『みんなの学校』 3年後の感想文(2)
《一人の子どもにとっての「みんなの学校」》
一般の観客には「見たことのない世界」で、自分の体験では「見ることのできない世界」が広がっている。そのことはよく分かる。
でも、私(たち)は、「テストも当たり前に一緒」の世界を、30年前から見てきた。
その子の半径200Mくらいの世界かもしれないけれど、一人の子にとっての「みんなと一緒の教室」「みんなと一緒の学校」をたくさん見てきた。
私たちが守ってきた「みんなと一緒の学校」は、中学校を「別物」にする学校ではなかった。

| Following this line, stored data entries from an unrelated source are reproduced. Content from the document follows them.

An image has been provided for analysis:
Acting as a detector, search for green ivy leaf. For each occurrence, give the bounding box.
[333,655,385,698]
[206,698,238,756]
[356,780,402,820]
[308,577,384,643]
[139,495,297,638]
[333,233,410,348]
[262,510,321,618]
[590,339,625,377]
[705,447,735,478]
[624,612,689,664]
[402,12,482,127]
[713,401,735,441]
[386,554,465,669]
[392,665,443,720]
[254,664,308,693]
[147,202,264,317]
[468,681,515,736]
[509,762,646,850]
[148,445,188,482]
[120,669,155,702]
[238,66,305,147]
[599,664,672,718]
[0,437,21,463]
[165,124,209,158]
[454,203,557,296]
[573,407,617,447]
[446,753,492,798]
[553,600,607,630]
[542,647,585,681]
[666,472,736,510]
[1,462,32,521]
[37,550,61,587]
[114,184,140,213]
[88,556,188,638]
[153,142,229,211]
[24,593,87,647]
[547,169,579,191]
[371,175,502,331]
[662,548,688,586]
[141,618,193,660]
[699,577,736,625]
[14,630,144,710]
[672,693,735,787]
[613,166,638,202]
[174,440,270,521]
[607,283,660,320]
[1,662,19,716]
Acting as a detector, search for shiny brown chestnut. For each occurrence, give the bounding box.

その先の「高校」も「みんなの学校」として、子どもたちと共に創ってきた。
一人だけ遠足に連れて行ってもらえなかったり、一人だけプールに入れてもらえなかったり、一人だけ縦笛にテープを貼られたりしながらも、親は「わが子にとってのみんなの学校」を必死で守ってきた。
「みんなの学校」のなかで、自分を受け入れてくれる先生に子どもが見せる表情がどの子も素敵だった。

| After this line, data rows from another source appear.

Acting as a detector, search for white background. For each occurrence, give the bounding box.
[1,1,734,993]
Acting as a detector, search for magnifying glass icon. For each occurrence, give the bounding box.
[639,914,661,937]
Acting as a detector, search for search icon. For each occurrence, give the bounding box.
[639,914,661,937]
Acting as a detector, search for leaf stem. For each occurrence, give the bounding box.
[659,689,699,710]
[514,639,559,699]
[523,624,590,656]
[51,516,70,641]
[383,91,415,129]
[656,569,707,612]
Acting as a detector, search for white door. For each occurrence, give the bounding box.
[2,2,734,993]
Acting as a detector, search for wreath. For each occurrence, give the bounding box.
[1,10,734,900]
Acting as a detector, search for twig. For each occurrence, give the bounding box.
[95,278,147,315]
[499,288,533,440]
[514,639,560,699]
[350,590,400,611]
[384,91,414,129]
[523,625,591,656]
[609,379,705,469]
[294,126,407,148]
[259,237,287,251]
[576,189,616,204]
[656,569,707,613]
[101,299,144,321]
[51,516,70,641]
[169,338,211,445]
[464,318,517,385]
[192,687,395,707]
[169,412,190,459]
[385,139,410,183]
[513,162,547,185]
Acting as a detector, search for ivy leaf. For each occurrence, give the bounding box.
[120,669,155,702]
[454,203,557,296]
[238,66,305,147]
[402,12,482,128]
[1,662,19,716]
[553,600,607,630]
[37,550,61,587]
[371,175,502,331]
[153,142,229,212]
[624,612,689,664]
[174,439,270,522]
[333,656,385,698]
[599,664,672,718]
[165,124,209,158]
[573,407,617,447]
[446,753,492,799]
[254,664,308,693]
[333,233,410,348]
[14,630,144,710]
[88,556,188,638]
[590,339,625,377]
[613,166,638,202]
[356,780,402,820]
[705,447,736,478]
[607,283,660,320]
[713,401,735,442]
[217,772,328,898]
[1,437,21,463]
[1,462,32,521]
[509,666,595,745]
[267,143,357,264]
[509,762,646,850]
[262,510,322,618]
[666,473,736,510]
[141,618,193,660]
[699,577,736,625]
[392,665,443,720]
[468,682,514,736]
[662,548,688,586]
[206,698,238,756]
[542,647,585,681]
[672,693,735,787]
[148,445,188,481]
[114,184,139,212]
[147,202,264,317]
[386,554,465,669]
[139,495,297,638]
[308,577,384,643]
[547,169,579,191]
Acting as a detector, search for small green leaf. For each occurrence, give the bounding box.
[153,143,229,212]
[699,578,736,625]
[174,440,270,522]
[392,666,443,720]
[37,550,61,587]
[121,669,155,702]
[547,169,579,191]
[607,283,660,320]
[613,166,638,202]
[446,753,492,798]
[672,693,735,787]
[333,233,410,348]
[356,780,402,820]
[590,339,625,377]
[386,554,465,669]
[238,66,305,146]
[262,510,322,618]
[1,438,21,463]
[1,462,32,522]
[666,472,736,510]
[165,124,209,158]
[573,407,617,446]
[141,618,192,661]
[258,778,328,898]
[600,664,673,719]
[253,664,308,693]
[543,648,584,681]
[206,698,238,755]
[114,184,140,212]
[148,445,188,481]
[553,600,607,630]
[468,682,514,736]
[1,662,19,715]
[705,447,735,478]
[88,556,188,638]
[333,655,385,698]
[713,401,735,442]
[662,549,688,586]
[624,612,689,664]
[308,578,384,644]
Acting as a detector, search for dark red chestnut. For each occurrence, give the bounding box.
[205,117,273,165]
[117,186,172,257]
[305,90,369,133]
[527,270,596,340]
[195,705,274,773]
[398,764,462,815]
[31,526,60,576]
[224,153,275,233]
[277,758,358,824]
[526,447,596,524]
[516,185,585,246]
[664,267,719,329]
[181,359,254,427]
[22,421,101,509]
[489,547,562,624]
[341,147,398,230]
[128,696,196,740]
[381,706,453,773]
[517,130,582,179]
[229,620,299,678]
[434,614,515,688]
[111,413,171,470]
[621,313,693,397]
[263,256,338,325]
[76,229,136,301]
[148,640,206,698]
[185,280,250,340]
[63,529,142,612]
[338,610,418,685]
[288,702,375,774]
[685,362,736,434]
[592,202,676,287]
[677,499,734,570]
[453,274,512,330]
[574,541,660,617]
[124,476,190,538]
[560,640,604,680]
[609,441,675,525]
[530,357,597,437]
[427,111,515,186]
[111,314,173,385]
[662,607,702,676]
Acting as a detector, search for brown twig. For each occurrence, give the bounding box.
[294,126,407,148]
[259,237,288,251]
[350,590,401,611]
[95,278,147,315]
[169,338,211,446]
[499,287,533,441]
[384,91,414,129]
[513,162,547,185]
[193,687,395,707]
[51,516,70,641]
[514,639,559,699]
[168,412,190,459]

それは、ふつうは親が見ることのできない場面だ。そこを映せるのは、映画のいいところだと思う。
そこを観せてくれるのが、この映画の一番いいところだと思う。
だから、よけいに、一人の子どもの、一瞬の「納得できない表情」を見逃してはいけないと思う。
「どうして、いまの時間だけ、自分は、みんなと一緒じゃないの?」
そう問いかける表情を見逃して、校長の言葉を受け入れてはいけない。
これが恋愛映画やサスペンス映画なら、見逃していい一瞬の場面かもしれない。
でも、この映画のタイトルは、「みんなの学校」だ。
一人の子どもが感じた違和感を拾わないわけにはいかない。
その子が、言葉ではうまく表現できない屈辱の表情を、大人の言葉でいいくるめるシーンは、他のすべての良さを台無しにしてしまう。
「みんなの学校」は、誰か一人だけ、みんなのために我慢させる学校ではない、はずだから。
(つづく)
□
「子どもの屈辱をわかってやる感覚が、私たちにはまだ備わっていません。
子どもを尊重しその傷ついた心を知るというのは、知的な行為ではありません。